Стрижайло внимал рассказу, который звучал, как расшифрованная руна, как раскрытый звериный орнамент на бивне мамонта, как разгаданные значки на берестяном свитке. Соня Ки, оберегая их беседу, отгоняла духов, для чего накинула на плечи покрывало из перьев синей сойки и зеленого весеннего селезня. Летала по чуму, издавая птичьи крики, отвлекая духов своими белыми ягодицами. Делала вид, что садится на гнездо и высиживает яйца. Начинала бегать по чуму, прихрамывая, изображая раненную птицу, отвлекая духов от немощного отца.
– Однажды к нам, на берег Большой Реки явились белые люди из вашего стойбища. Сказали, что ищут черное молоко, которое очень любят пить их железные олени и медные собаки, имеющие вместо ног быстрые колеса. А также железные птицы, у которых на крыльях сидят большие жужжащие слепни. Я не рассказывал им про озеро Серульпо, где черного молока так много, что оно само превращается в голубой огонь, от которого волки и росомахи ходят на задних лапах по тундре и кричат, как глупые сороки. Белые люди не причиняли нам зла. Мы дарили им мясо и рыбу, а они в благодарность за это ебли наших женщин. От белых людей, которые ночевали в моем чуме и называли себя «геологи», родились три моих сына и любимая дочь Соня Ки. Сейчас она выгнала из чума почти всех духов, кроме одного, который прикинулся алюминиевым чайником и ждет момента, чтобы увезти меня в Долину Мертвых Рыб. Еще белые люди научили нас играть в бильярд костяными шарами и выигрывали у нас много горностаевых, песцовых и куньих шкур…

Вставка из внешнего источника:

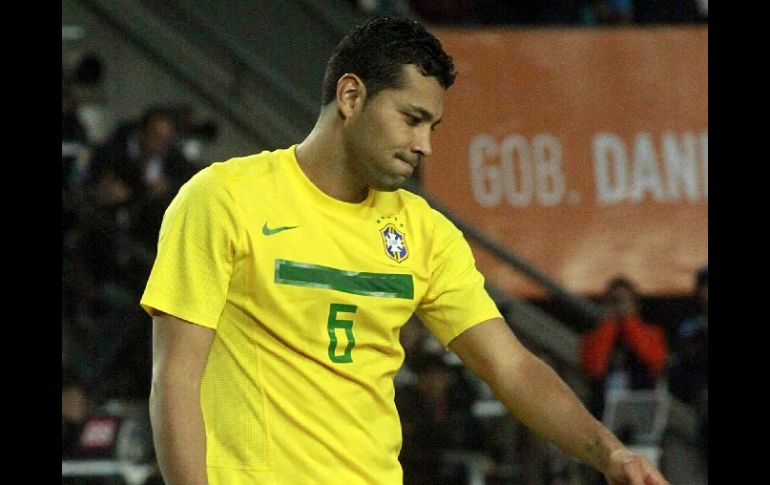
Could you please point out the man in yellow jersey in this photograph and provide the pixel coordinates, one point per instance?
(282, 281)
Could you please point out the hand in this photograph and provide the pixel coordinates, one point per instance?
(628, 468)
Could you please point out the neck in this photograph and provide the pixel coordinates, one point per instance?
(323, 159)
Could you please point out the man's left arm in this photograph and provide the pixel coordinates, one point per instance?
(539, 398)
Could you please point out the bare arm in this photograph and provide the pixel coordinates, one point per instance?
(536, 395)
(180, 350)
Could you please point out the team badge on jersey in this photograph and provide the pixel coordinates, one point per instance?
(395, 243)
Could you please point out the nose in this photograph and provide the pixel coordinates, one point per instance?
(421, 144)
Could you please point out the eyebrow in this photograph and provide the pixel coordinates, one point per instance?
(424, 113)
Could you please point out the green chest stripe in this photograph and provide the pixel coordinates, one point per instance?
(383, 285)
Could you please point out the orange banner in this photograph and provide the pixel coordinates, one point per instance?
(583, 151)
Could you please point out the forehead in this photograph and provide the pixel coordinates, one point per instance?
(418, 91)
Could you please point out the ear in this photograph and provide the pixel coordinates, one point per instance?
(351, 94)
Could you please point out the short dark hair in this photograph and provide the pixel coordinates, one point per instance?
(376, 52)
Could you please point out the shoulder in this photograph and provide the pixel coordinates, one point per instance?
(413, 206)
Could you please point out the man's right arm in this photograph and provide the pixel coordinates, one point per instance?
(180, 351)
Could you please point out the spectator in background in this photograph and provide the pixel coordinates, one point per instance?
(131, 180)
(621, 351)
(74, 405)
(688, 375)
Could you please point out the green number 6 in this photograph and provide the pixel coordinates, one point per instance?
(347, 325)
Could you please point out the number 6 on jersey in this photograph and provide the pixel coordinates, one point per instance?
(332, 326)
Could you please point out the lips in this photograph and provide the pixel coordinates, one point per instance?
(413, 164)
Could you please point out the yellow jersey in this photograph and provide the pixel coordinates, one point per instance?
(307, 295)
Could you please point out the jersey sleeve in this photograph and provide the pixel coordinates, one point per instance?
(196, 250)
(456, 299)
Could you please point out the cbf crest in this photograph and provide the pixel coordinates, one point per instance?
(395, 243)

Стрижайло был заворожен повествованием, сладко-певучим, как «Гайавата», и туманно-заунывым, как «Калевала». Соня Ки услышала предупрежденье отца, выкинула из чума чайник, который превратился в испуганную собаку и с поднятым загривком умчался в тундру. Она сбросила оперенье птиц, надела на лицо деревянную, расписанную глиной маску с зубами росомахи и стала по-кошачьи изгибаться, выставляя белые ягодицы с нежным пучком цветущего мха. Издавала мяукающие вопли, от которых духи отпрянули от чума и сидели поодаль, прикинувшись, – кто скребком для очистки шкур, кто деревянным веслом, кто легкими нартами, кто старым биллиардным столом, где сукно склевали береговые вороны, падкие до азартных игр.
– Однажды в мой чум вошел белый человек, имя которого было – Потрошков, что на нашем языке означает «Желудок нерпы». Он был добрый, красивый, его подбородок был, как кусок льда, в котором всеми цветами радуги переливается низкое солнце тундры. Он принес нам подарки, – календарь, который предсказывал затмение луны, приход весны, созревание ягеля и указывал время, когда спариваются олени, идет на нерест муксун, а с наших женщин сходит дурная кровь, после чего они садятся на снег, оставляют красные отпечатки, которые слизывают ездовые собаки, чтобы женскую кровь не украл злой дух. Он подарил нам биллиардный стол, покрытый зеленой кожей неизвестного зверя, и выкатил множество белых шаров, выточенных из бивня мамонта. Мы играли в бильярд столько раз, сколько раз солнце касалось синих гор, а в промежутках глотали голубой огонь и смеялись так громко, что олени на ближних пастбищах, не выносящие смех человека, откочевали к озеру Серульпо. «Желудок нерпы», покуривая со мной глиняную «Трубку удачи», рассказал, что скоро на землю придет великий шаман и правитель, который не будет иметь ни рук, ни ног, а предстанет в форме большого белого шара, от которого всем людям станет хорошо и тепло. Этот белый шар, Шаман Солнца, принесет в тундру добро. Построит много биллиардных, будет лечить наших женщин от бесплодия, пришлет по реке большую лодку с красивыми бусами, амулетами, и бубнами такой громкости, что их будет слышно на луне и в Долине мертвых рыб. Он сказал, что приход на землю белого шара задерживается из-за нехватки черного молока, которым надо напоить много железных собак, оленей и птиц, и тогда они на серебряных нартах привезут белый шар в тундру.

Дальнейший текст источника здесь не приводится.